La vista se le desvía hacia la mano que ha realizado todos los golpeos sobre el primer ladrón. No es una navaja lo que emite un ligero brillo al reflejar la luz de la farola que a cada segundo que pasa parece más lejana, es algo mucho peor. Porque nadie sale de casa con un bisturí si no pretende utilizarlo.
La vista se le desvía por último a los ojos de quien no es su salvador. Mira en la profundidad oscura y no ve nada. Solo en el último momento percibe los rasgos de su rostro, y la extraña cualidad de su piel que hace que parezca que esté suelta, separada de la carne. El terror la inunda. La paraliza. Le impide defenderse, correr, escapar, gritar. El hombre lo sabe y se toma su tiempo. Unos segundos que duran horas.
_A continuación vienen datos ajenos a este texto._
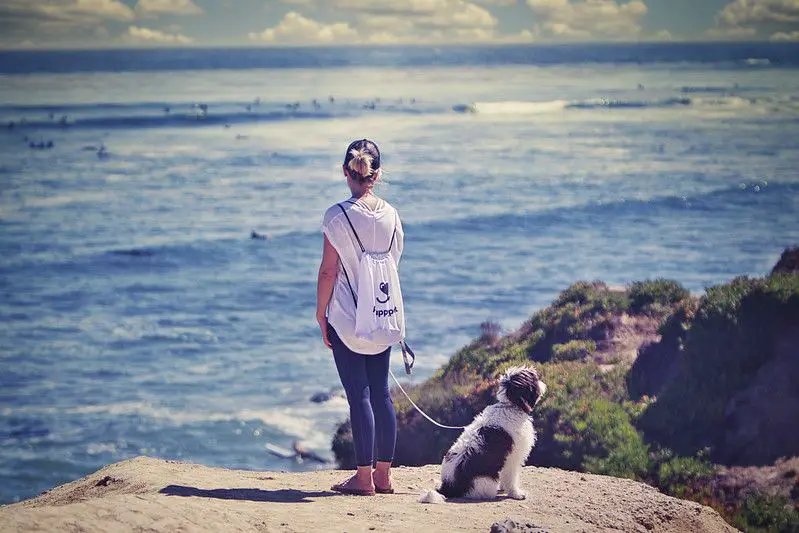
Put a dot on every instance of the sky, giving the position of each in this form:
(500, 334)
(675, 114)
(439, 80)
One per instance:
(56, 24)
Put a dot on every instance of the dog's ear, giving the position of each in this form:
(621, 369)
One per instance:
(521, 388)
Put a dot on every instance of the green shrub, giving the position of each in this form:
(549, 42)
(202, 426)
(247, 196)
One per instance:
(573, 350)
(659, 292)
(683, 476)
(583, 312)
(734, 332)
(609, 443)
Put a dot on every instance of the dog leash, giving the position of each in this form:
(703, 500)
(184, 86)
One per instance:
(417, 407)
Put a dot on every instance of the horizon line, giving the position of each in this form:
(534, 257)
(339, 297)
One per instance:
(185, 47)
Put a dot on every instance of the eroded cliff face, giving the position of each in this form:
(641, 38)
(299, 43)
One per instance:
(762, 419)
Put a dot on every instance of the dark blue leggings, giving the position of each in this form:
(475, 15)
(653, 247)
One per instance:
(365, 380)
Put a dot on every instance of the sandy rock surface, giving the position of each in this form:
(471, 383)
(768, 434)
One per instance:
(152, 495)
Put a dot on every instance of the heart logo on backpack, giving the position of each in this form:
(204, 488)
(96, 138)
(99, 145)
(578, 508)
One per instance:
(384, 289)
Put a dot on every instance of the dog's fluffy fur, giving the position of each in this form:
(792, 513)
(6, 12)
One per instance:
(489, 454)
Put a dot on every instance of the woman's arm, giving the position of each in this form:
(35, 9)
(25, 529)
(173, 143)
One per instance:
(328, 271)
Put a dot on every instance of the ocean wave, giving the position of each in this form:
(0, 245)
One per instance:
(551, 106)
(182, 114)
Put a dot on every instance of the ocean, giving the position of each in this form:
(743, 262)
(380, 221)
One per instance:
(138, 316)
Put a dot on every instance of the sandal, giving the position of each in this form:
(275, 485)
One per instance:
(343, 488)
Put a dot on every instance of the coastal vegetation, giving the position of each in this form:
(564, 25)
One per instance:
(695, 395)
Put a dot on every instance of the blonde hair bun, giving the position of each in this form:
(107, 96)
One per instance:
(361, 163)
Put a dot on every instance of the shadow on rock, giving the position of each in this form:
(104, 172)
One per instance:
(255, 495)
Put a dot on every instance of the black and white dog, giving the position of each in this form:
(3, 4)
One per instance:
(490, 453)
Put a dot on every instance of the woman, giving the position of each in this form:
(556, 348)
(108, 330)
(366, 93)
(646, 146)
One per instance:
(362, 365)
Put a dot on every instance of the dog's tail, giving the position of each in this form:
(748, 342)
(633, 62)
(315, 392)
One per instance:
(432, 496)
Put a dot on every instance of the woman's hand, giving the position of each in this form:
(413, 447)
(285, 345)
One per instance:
(323, 325)
(328, 271)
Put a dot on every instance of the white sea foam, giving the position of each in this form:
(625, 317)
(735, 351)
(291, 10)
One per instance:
(95, 448)
(518, 107)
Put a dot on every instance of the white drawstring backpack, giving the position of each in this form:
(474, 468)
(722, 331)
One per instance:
(379, 311)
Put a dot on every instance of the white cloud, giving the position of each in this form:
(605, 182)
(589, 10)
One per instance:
(423, 13)
(173, 7)
(102, 9)
(661, 35)
(297, 29)
(731, 33)
(589, 19)
(742, 12)
(785, 36)
(146, 35)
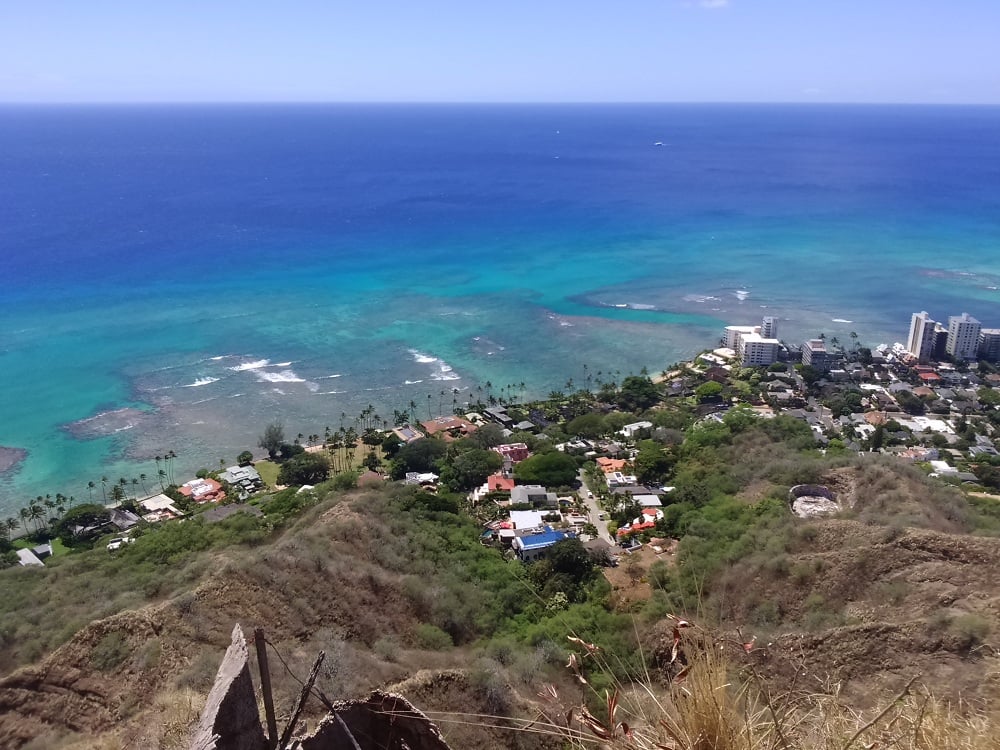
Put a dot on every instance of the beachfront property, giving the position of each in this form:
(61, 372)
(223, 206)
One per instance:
(989, 344)
(751, 347)
(407, 434)
(921, 341)
(159, 508)
(534, 495)
(205, 490)
(963, 336)
(815, 354)
(769, 327)
(450, 428)
(244, 478)
(515, 452)
(630, 430)
(533, 546)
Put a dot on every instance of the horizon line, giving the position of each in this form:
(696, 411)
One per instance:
(484, 103)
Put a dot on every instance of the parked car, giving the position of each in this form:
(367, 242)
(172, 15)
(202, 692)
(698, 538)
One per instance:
(118, 542)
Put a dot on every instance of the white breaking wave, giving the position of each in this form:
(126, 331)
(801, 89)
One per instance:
(424, 359)
(284, 376)
(200, 382)
(444, 372)
(255, 365)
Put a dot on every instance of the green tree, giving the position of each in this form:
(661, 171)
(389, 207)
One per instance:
(637, 393)
(567, 567)
(710, 391)
(71, 527)
(470, 468)
(549, 469)
(272, 439)
(304, 468)
(652, 464)
(587, 425)
(420, 455)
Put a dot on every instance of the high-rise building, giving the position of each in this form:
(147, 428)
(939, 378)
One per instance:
(814, 354)
(753, 350)
(769, 327)
(921, 340)
(989, 344)
(963, 336)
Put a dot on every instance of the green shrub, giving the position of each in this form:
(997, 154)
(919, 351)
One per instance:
(109, 652)
(432, 638)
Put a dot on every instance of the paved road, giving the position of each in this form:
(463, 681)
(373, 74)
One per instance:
(594, 510)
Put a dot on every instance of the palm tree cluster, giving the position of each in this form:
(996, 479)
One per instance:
(40, 513)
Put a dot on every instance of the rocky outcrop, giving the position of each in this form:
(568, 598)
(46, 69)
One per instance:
(383, 721)
(230, 720)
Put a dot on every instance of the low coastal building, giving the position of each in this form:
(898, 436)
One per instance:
(205, 490)
(516, 452)
(245, 478)
(26, 558)
(815, 354)
(630, 430)
(449, 428)
(407, 434)
(534, 495)
(533, 546)
(159, 508)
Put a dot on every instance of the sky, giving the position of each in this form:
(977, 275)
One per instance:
(890, 51)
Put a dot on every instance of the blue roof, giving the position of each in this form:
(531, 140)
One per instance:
(545, 539)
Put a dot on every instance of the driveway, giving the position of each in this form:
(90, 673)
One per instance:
(594, 510)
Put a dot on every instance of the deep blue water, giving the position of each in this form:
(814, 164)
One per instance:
(145, 249)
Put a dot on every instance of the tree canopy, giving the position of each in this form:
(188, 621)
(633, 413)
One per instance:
(548, 469)
(272, 438)
(304, 468)
(637, 393)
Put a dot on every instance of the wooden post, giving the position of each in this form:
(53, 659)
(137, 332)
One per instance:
(265, 686)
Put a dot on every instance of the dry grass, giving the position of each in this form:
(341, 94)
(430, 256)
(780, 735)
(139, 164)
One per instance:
(715, 700)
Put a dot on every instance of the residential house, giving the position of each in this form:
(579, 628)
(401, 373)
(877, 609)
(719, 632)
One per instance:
(449, 427)
(534, 495)
(516, 452)
(630, 430)
(534, 546)
(205, 490)
(243, 478)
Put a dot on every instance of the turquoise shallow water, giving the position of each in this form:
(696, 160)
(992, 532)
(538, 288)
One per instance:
(154, 259)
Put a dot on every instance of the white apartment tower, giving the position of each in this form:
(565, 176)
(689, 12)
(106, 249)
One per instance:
(769, 328)
(963, 336)
(921, 341)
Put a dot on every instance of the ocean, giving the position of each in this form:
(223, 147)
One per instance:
(176, 277)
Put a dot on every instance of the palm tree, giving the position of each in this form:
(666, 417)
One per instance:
(36, 513)
(171, 456)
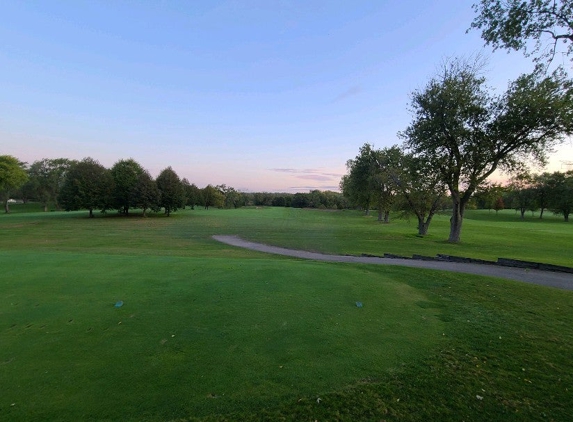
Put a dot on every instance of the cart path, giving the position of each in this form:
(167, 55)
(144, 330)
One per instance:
(543, 278)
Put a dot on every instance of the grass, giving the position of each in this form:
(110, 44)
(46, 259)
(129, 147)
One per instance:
(210, 332)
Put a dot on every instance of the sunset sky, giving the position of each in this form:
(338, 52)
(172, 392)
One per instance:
(259, 95)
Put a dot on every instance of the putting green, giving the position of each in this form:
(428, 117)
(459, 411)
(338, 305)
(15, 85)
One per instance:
(195, 335)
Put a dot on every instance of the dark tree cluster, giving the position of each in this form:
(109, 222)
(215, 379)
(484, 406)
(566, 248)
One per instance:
(540, 192)
(461, 133)
(87, 185)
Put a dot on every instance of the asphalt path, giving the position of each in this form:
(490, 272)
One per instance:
(543, 278)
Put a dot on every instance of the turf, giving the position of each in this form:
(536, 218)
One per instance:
(210, 332)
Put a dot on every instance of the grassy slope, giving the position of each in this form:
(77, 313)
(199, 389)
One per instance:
(254, 335)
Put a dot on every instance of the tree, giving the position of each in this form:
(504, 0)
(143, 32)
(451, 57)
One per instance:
(12, 176)
(512, 24)
(522, 193)
(212, 197)
(384, 164)
(487, 195)
(146, 194)
(498, 204)
(419, 186)
(356, 185)
(192, 193)
(466, 133)
(88, 185)
(233, 198)
(562, 194)
(172, 195)
(47, 177)
(125, 174)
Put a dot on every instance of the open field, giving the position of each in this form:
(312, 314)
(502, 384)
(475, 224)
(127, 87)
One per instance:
(212, 332)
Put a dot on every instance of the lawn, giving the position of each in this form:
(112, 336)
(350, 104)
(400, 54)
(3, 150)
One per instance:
(211, 332)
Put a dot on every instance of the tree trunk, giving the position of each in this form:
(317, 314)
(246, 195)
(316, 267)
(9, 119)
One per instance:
(456, 221)
(423, 227)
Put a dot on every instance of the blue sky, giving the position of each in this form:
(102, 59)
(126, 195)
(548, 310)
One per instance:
(259, 95)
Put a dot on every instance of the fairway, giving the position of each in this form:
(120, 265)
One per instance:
(212, 332)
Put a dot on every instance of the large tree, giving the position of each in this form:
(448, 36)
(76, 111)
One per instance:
(358, 185)
(146, 194)
(125, 174)
(467, 133)
(88, 185)
(192, 193)
(514, 24)
(172, 194)
(419, 187)
(12, 176)
(47, 176)
(212, 197)
(562, 194)
(522, 193)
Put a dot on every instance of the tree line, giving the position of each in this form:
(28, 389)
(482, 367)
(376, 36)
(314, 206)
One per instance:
(530, 192)
(460, 134)
(87, 185)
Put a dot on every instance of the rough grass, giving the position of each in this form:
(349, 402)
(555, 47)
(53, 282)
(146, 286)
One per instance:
(210, 332)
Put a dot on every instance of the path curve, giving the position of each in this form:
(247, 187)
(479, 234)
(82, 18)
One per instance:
(543, 278)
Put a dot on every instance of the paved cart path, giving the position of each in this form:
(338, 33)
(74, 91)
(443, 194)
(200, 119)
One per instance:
(544, 278)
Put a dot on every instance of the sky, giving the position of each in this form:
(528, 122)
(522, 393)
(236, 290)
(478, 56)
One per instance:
(255, 94)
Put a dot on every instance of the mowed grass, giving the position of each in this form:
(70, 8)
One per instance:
(218, 333)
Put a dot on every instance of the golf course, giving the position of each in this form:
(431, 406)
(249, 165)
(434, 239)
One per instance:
(151, 319)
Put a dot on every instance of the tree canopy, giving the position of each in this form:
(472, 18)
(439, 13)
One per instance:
(12, 176)
(513, 24)
(125, 174)
(467, 133)
(172, 194)
(88, 185)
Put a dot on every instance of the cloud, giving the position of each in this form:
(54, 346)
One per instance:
(317, 177)
(309, 188)
(314, 174)
(350, 92)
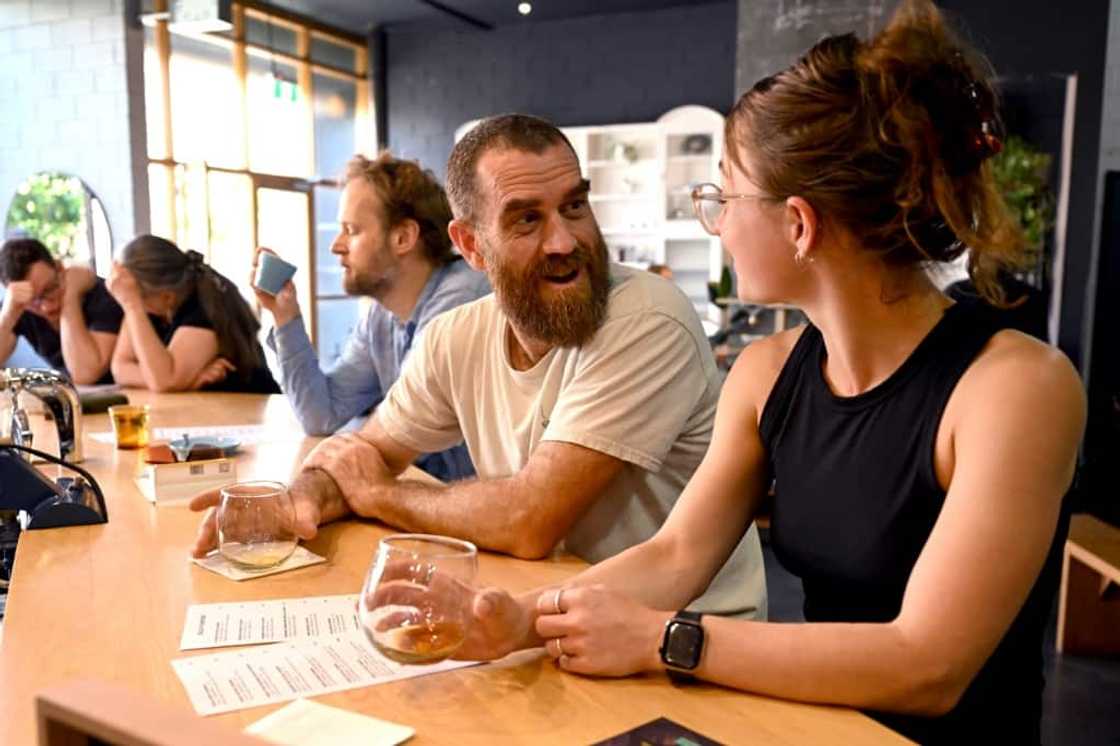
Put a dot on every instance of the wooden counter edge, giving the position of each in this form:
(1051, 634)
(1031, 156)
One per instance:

Hasta que decide realizarle una rápida caricia en el cuello.
Ella no siente dolor. ¿Quién lo siente cuando le acarician? Solo nota un picor que se acrecienta cuando su mano cubre la zona acariciada. El dolor viene después, cuando comprende lo que acaba de suceder y nota el calor húmedo en su mano.
El dolor de su acompañante, en cambio, empieza mucho antes de que el falso salvador lo toque. Empieza con la visión de la sangre surgiendo del cuello de la mujer con la que iba a pasar la noche. Aumenta con la certeza de que él es el siguiente. Y alcanza cotas inimaginables cuando el bisturí decide dejar las caricias para otro momento y prefiere realizar tareas de inspección a través de su cuello.
Ella lo ve todo ya desde el suelo. Sus piernas han perdido toda su fuerza, cediéndosela a las manos que intentan contener el líquido escarlata en su lugar. Ve a su acompañante seguir su consejo y buscar apoyo en la acera. Lo ve intentar pedir ayuda con unas cuerdas vocales destrozadas. Lo ve morir antes que ella, desangrándose al impedirle su agresor que cubra las varias vías de salida que le ha practicado. Ve su vida esfumarse y le aterra pensar que ella tiene el siguiente número de la cola.
Pero antes de que le llegue su turno, el destino le tiene preparada una última imagen desagradable para llevarse a la tumba: el bisturí cortando la cara de su antiguo acompañante.
—No te pertenece. No puedes ser él. —Oye que dice mientras trabaja.
Quizá debería haber hecho más caso de los consejos de su madre para evitar los callejones por la noche.